Asked about future international policy, Lasso said he would promote the broadest multilateralism as a Democrat “in a project to pursue the well-being of the people of Ecuador.”

“The left and right definitions are reductionism, which is not used at this time,” he said.

Election officials have not officially declared a winner, but Araus approved the election on Sunday and at least one head of state congratulated Lasso on the outcome.

Andres Araus
Andres Alaus, presidential candidate for Alianza Union Polla Esperanza, UNES, gathered at his campaign headquarters in Quito, Ecuador, after the final vote of the presidential election on April 11, 2021. Talk to someone. (Dolores Ochoa / AP photo)

The pandemic paralyzed 70% of Ecuadorian businesses last year, bringing the country’s unemployment rate to nearly 68%. The country was already in a slowdown that began in 2015, largely driven by falling oil prices.

Similarly, in Peru, the world’s second-largest copper producer, the economy plummeted as about 7 million people were unemployed in the early 100-day blockade of the pandemic. But unlike Ecuador, Sunday’s elections did not bring any clarity about the country’s future.

None of the 18 presidential candidates received more than 50 percent of the support needed to avoid the June 6 spill.

Election officials on Monday said leftist Pedro Castillo had 18.9 percent of the support and 90 percent of the votes were processed. This was followed by opposition leader Keiko Fujimori at 13.2%, right-wing economist Hernando de Soto at 11.86%, and conservative businessman Rafael Lopez Aliaga at 11.83%.

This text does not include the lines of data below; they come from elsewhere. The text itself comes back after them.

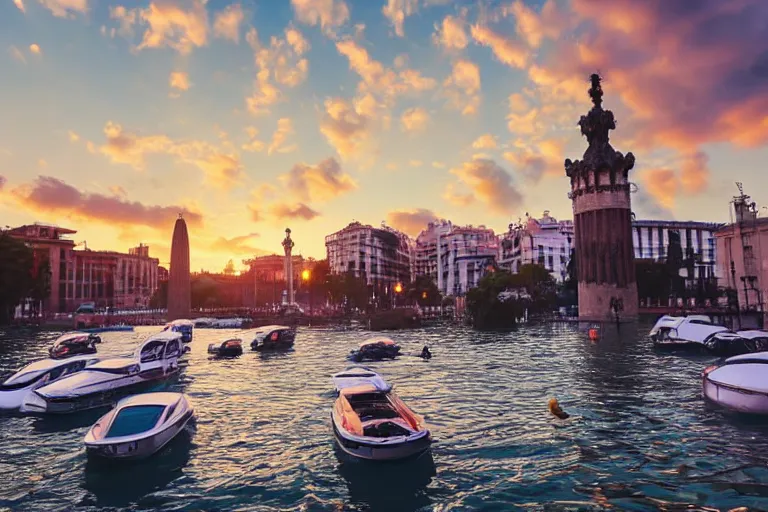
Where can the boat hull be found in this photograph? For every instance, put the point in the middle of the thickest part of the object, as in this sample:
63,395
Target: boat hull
734,398
141,447
37,403
382,452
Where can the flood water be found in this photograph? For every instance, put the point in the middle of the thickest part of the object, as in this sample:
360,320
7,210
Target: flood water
639,437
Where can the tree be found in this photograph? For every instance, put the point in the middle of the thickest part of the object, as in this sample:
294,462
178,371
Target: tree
16,263
423,291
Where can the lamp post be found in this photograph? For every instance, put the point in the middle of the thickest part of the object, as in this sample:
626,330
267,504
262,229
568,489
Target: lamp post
305,276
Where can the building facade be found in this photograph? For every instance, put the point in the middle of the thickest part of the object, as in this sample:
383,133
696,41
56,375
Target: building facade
382,256
545,241
110,279
650,239
740,255
455,257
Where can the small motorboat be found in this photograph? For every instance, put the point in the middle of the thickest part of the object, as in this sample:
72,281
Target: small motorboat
74,344
375,349
185,327
155,360
139,426
14,390
697,333
371,422
231,347
271,337
739,384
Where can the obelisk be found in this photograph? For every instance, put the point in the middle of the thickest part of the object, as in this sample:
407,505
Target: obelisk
602,215
288,265
179,290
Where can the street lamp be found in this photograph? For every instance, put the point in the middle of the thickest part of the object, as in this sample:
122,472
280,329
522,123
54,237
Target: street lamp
305,275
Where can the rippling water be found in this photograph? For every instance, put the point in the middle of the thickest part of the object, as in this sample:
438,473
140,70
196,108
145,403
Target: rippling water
639,437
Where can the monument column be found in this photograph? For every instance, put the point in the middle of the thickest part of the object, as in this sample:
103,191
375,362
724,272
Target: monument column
602,215
179,287
288,247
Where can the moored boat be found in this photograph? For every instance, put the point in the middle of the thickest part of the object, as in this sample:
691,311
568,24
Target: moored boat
155,360
183,326
739,384
375,349
139,426
270,337
697,333
231,347
371,422
74,344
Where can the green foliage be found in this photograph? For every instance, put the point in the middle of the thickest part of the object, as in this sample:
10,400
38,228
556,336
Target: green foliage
423,291
16,281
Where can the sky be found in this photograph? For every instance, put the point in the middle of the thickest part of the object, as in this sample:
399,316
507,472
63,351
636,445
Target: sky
252,116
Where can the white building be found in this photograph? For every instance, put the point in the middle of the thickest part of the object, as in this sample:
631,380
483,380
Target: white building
455,257
380,255
545,241
650,239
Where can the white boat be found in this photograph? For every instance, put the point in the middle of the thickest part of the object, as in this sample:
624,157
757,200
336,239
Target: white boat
739,384
699,333
156,359
371,422
14,390
139,426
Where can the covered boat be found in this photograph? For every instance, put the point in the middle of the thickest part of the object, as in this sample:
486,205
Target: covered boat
74,344
155,360
231,347
15,389
183,326
139,426
371,422
698,333
739,384
270,337
375,349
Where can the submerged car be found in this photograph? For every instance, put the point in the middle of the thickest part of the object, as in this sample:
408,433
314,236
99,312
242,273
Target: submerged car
155,360
139,426
371,422
270,337
375,349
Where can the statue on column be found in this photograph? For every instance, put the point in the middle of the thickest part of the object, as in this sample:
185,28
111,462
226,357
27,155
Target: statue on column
288,247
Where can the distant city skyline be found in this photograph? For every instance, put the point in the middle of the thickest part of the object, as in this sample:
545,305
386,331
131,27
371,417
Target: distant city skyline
253,116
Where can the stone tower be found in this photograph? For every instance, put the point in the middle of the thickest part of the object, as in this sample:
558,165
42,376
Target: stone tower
179,289
602,214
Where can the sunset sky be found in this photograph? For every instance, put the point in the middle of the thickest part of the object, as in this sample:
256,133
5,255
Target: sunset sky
258,115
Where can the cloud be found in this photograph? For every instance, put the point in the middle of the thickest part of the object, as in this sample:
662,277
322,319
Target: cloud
345,127
329,14
61,8
237,245
486,141
414,119
320,182
450,34
282,132
49,195
490,184
279,64
226,23
292,211
179,80
411,222
462,87
221,169
508,51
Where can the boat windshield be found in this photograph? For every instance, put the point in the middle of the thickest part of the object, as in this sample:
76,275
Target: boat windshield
135,420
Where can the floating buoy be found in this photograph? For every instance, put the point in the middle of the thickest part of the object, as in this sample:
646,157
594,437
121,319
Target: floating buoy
554,408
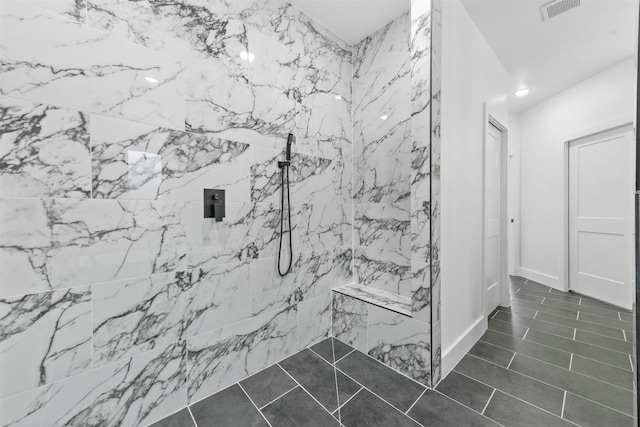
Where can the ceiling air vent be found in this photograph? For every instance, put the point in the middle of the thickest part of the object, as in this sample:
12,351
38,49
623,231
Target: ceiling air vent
557,7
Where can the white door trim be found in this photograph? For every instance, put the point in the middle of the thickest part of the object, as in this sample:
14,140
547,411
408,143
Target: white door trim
505,297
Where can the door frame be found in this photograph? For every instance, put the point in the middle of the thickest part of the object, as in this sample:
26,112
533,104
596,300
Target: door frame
505,297
618,122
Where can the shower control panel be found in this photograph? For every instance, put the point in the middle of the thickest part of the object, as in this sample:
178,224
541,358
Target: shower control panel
214,204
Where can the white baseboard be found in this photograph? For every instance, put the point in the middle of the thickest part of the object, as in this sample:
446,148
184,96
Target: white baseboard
456,352
542,278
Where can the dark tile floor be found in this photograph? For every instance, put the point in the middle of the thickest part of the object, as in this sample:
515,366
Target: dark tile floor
552,359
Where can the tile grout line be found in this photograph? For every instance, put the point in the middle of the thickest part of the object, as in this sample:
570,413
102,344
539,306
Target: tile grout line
416,401
307,391
282,395
511,361
378,396
515,397
254,404
488,401
554,386
192,417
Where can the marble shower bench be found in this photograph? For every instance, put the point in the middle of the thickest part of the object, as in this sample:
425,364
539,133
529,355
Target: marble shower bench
379,297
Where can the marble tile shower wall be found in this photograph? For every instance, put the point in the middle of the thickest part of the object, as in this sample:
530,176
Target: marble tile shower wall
119,303
382,158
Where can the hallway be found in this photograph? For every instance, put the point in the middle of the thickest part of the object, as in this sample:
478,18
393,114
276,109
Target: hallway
552,359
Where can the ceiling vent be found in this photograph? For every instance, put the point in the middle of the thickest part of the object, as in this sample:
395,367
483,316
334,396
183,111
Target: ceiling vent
557,7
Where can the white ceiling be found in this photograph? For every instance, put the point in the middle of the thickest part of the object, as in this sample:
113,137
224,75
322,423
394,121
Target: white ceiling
353,20
549,57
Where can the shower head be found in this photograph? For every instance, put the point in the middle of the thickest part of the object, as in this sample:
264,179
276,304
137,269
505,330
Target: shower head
290,140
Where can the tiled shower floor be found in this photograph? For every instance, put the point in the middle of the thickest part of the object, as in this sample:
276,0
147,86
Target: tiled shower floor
552,359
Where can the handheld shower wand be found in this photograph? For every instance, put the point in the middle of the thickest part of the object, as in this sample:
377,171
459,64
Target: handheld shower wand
284,165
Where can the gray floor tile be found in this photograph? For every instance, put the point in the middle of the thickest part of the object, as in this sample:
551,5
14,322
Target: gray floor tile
537,393
465,390
179,419
512,412
492,353
540,352
589,414
268,384
583,326
393,387
297,409
539,325
367,410
317,377
601,371
507,328
325,349
587,350
606,342
228,408
612,323
435,409
598,391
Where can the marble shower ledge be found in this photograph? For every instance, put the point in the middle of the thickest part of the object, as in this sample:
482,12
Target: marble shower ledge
381,298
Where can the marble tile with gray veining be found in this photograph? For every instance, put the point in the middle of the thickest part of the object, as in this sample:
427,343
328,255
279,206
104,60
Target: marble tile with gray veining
383,268
56,243
138,315
312,274
383,226
249,231
44,337
314,319
50,59
70,9
44,151
319,226
136,161
223,357
379,297
400,342
349,321
134,392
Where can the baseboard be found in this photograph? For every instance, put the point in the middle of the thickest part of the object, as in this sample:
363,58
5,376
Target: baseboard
456,352
542,278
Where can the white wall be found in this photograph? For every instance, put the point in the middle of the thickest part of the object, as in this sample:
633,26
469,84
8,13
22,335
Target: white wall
472,75
591,105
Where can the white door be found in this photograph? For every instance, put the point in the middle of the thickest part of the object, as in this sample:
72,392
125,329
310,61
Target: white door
492,204
601,188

The crowded presidential election took place months after the country’s political turmoil reached a new level in November, with one impeached by Congress on allegations of corruption and a protest supporting a third successor. In a week after he resigned, three men became presidents.

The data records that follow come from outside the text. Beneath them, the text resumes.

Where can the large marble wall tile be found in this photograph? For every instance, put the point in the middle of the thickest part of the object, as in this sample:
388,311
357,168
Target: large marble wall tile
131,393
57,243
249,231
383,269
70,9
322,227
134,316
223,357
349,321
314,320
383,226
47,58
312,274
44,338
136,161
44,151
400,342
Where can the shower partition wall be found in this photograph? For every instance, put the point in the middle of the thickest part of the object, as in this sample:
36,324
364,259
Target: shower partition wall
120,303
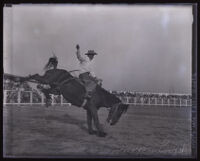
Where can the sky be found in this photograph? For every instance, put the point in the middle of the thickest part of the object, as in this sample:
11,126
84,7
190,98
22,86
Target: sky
144,48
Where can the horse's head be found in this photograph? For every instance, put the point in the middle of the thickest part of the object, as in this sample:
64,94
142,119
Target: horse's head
116,112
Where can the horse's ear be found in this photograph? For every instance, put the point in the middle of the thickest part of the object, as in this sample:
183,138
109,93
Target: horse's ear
125,107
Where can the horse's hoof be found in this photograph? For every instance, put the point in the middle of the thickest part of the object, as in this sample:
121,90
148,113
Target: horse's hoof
91,132
102,134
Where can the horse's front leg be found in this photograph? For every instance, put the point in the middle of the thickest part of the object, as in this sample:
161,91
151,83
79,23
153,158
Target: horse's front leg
100,131
89,122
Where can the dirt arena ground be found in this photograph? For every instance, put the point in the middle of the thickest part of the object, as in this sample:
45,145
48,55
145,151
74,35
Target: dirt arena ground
144,131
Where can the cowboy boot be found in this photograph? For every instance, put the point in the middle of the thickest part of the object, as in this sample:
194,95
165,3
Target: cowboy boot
87,97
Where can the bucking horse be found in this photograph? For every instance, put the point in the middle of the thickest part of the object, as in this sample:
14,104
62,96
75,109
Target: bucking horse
62,82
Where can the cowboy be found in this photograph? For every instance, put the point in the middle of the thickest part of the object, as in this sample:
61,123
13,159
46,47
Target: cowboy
87,74
52,63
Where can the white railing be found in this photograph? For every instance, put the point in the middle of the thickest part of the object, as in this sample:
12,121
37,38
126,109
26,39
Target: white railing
14,97
157,101
30,97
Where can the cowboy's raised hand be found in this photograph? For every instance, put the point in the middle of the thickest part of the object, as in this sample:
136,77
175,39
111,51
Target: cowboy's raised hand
77,46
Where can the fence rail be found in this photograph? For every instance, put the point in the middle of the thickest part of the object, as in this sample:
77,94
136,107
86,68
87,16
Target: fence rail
31,97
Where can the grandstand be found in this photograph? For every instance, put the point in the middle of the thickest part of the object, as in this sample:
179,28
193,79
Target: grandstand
16,93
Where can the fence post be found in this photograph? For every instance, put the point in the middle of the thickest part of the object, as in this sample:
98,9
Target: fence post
61,99
31,97
135,100
19,97
52,97
4,96
42,95
127,99
174,101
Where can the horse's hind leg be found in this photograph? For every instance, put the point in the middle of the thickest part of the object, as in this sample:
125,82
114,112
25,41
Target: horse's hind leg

All former Peruvian presidents who have ruled since 1985 were involved in allegations of corruption, some of whom were imprisoned or arrested in their mansions. One died of suicide before police arrested him.

A local teacher, Castillo, has rewritten the Peruvian constitution and proposed to illegally deport all migrants living in the country. This is a move aimed at the wave of Venezuelans seeking evacuation from the crisis in their home country. He also wants to nationalize the mining, oil and energy sectors.

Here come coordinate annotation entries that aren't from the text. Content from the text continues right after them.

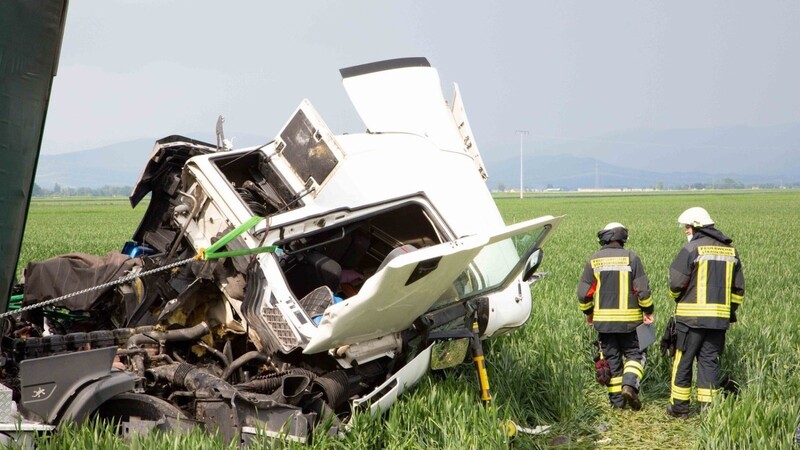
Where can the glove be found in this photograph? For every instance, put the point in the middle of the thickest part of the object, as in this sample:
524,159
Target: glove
602,371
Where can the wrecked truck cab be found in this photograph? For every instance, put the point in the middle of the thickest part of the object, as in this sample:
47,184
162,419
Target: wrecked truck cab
282,286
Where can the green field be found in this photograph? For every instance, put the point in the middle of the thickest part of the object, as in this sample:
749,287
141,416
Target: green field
543,373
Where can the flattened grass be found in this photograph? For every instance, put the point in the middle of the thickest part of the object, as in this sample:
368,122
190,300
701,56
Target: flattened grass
542,373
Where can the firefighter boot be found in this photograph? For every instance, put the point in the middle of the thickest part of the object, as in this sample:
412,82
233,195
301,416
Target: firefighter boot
677,413
632,397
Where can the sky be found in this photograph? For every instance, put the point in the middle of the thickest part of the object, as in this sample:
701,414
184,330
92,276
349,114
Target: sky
562,70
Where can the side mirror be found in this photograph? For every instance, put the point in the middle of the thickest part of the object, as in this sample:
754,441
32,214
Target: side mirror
533,263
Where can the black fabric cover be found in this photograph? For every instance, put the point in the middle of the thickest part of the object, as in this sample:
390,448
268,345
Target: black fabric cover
70,273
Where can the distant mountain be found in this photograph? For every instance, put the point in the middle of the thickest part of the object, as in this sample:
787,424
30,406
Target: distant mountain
112,165
636,159
572,172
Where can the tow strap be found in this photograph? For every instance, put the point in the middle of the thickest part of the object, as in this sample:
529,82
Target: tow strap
203,254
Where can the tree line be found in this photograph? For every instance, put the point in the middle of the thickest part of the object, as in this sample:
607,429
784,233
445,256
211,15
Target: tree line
67,191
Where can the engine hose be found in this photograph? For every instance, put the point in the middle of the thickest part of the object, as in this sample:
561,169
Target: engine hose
184,334
269,383
189,377
242,360
335,386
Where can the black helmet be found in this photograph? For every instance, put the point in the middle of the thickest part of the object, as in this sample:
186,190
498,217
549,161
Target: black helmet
614,231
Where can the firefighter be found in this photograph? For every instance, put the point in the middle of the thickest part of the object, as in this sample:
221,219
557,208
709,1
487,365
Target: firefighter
707,283
614,294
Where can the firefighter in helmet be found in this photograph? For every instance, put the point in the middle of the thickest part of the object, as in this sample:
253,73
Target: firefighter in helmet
707,283
614,294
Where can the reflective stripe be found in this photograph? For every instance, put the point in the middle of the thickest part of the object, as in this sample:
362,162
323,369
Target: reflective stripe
598,285
612,263
706,395
716,258
623,292
728,282
714,250
702,282
635,368
613,269
679,393
630,315
706,310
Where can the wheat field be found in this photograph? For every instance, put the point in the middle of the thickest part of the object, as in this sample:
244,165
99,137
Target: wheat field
542,373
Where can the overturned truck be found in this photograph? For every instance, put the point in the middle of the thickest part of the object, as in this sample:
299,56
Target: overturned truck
272,289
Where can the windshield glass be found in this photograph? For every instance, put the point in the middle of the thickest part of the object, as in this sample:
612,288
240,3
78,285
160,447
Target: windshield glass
498,263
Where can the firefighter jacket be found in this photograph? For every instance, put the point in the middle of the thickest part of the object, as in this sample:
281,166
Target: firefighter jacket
615,289
706,280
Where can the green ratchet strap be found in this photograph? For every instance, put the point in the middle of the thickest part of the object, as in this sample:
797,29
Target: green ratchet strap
212,253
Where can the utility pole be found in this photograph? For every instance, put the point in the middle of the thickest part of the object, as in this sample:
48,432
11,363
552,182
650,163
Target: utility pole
521,133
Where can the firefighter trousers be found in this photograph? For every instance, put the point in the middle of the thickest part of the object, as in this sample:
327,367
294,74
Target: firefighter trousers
705,346
626,362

Fujimori is the daughter of the polarized former President Alberto Fujimori. He has been sentenced to 25 years in prison for corruption and the killing of 25 people. She promised to release her father if she won.

Claudia Navas, a political, social and security risk analyst at global company Control Risks, said corruption is a major source of disillusionment with the political system and Peruvians generally trust politicians. Said not. She said the new parliament is likely to use impeachment powers to strengthen its influence and thwart initiatives that threaten its power.

“No matter who wins, the populist parliamentary stance makes it a little less likely that the president will end his term, and the risk of political unrest is likely to continue throughout the administration,” he said. Navas said.